Modern mine clearance aid: laser myocardial revascularization (TMR or PMR)
In spite of the above three methods of mine clearance, some patients with severe angina pectoris still have little success due to severe diffuse lesions, small vessel lesions, restenosis and thrombosis of the graft bridge. The increasingly sophisticated laser myocardial revascularization (TMR, open-heart) and the emerging percutaneous intracavitary laser myocardial revascularization (PMR, open-heart) offer a new treatment option for these patients.
The principle behind TMR or PMR is that reptilian hearts do not have coronary arteries and they rely on the pressure step difference between the systolic and diastolic phases of the heart to press blood into the extensive sinusoidal gaps between the myocardium to perfuse the myocardium with blood. This gap also exists in the human fetal heart, except that after birth it no longer communicates directly with the cardiac chambers or coronary arteries. So, is it possible to use laser energy to make some tunnels in the ischemic myocardium and use these tunnels and the sinus gaps that communicate with the laser tunnels to perfuse the ischemic myocardium with blood through the pressure difference between systolic and diastolic periods? This was the principle of TMR or PMR as originally envisioned, but current research suggests that the principle is much more complex than originally thought.
Satisfactory results are currently considered to be achieved in the following cases: 1. Severe angina or unstable angina. 2. PTCA or CABG cannot be performed for anatomic or physiologic reasons. 3. There must be objective preoperative evidence that the myocardium in the area of ligation is not yet necrotic. 4. Complete hemodialysis cannot be achieved with PTCA or CABG. 5. Bridge stenosis after CABG or PTCA after 6. The patient has good cardiac function.
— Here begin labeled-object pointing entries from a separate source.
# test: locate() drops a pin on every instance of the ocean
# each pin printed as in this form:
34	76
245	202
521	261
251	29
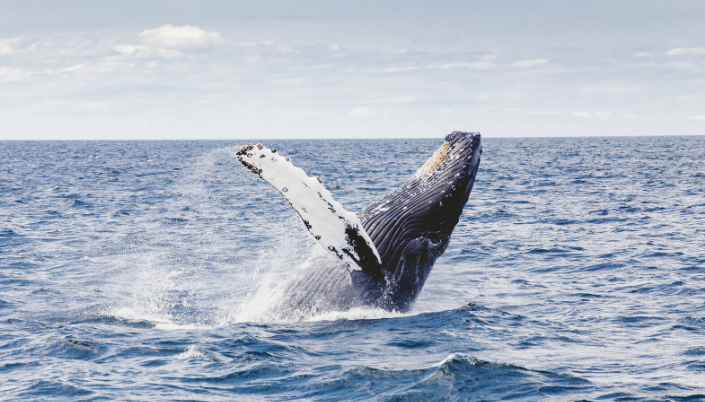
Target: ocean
140	270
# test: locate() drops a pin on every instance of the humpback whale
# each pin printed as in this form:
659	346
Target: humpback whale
381	256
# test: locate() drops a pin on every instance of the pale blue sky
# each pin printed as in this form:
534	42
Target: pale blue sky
362	69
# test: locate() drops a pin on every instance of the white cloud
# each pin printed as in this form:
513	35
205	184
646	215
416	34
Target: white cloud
13	75
480	65
399	69
65	70
143	52
6	48
185	37
529	63
366	112
537	112
398	99
596	115
689	50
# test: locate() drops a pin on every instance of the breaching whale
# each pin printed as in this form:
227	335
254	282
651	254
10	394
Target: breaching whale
382	256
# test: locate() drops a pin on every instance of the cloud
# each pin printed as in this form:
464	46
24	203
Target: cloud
399	69
398	99
689	50
366	112
13	75
538	112
143	52
596	115
479	65
6	48
185	37
529	63
65	70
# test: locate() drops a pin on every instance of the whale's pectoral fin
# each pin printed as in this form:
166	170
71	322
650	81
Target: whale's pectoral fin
337	230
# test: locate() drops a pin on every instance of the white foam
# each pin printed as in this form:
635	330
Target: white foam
195	352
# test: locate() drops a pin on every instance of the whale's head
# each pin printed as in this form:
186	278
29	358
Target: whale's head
411	226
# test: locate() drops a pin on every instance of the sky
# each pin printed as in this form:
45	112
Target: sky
132	70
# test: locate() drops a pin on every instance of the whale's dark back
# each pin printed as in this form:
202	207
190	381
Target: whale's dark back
411	226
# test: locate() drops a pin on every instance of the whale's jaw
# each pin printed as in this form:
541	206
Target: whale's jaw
411	226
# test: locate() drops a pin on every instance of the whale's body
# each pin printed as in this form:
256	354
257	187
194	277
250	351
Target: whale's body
383	258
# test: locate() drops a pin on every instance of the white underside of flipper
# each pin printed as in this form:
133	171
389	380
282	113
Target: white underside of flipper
337	230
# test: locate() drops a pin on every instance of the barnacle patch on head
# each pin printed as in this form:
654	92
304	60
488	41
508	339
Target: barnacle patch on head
438	157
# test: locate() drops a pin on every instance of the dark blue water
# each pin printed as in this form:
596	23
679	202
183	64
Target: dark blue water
139	271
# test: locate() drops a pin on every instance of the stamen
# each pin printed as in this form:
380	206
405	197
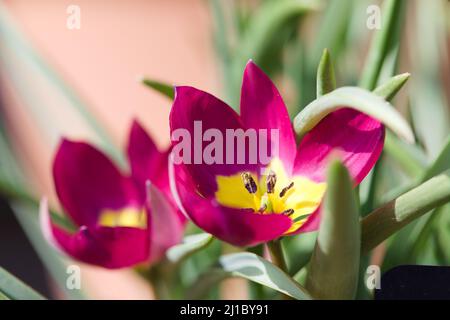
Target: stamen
271	180
249	182
262	208
288	212
286	189
264	203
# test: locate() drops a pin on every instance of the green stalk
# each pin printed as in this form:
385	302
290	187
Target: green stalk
277	254
388	219
391	22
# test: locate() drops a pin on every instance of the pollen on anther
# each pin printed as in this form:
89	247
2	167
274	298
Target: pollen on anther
271	180
286	189
249	182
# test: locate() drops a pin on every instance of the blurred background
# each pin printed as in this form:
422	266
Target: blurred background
85	84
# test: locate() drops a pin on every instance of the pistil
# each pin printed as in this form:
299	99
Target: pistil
286	189
249	182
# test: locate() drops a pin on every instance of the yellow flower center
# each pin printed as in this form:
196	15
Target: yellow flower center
273	192
126	217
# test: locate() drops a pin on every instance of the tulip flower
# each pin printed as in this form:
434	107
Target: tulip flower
122	220
246	203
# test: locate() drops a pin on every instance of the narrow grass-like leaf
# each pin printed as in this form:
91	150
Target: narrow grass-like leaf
190	245
326	81
267	21
391	21
359	99
55	264
334	265
429	110
386	220
12	288
163	88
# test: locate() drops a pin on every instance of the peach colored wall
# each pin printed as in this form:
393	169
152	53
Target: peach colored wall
118	41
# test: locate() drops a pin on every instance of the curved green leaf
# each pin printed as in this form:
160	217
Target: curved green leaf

Since 1992, the US FDA has designated several cardiac centers to observe the efficacy of TMR, and for more than 8 years, the results of nearly 8,000 TMR cases performed in more than 100 cardiac centers worldwide show that TMR is effective and safe: compared with conventional treatment, patients’ angina is significantly relieved after TMR, and patients’ angina level is significantly reduced during follow-up; the results of exercise stress test at discharge and during follow-up are very good. The tolerance time of exercise stress test was significantly longer at discharge and at follow-up; the proportion of myocardial perfusion in the endocardial epicardium was significantly increased. While TMR was previously used as an adjunct to CABG and as a treatment option for patients with severe refractory angina, it is now being used clinically as a complementary hemodynamic reconstructive tool to ppCA and CABG.
PMR is emerging worldwide with no significant difference in efficacy from TMR before tears. Although the long-term efficacy of TMR and PMR is still controversial, the recent effect of TMR and PMR on “effectively relieving angina pectoris, improving patient quality of life, and reducing readmission rates” has been confirmed from the more than 10 cases of TMR and PMR we performed.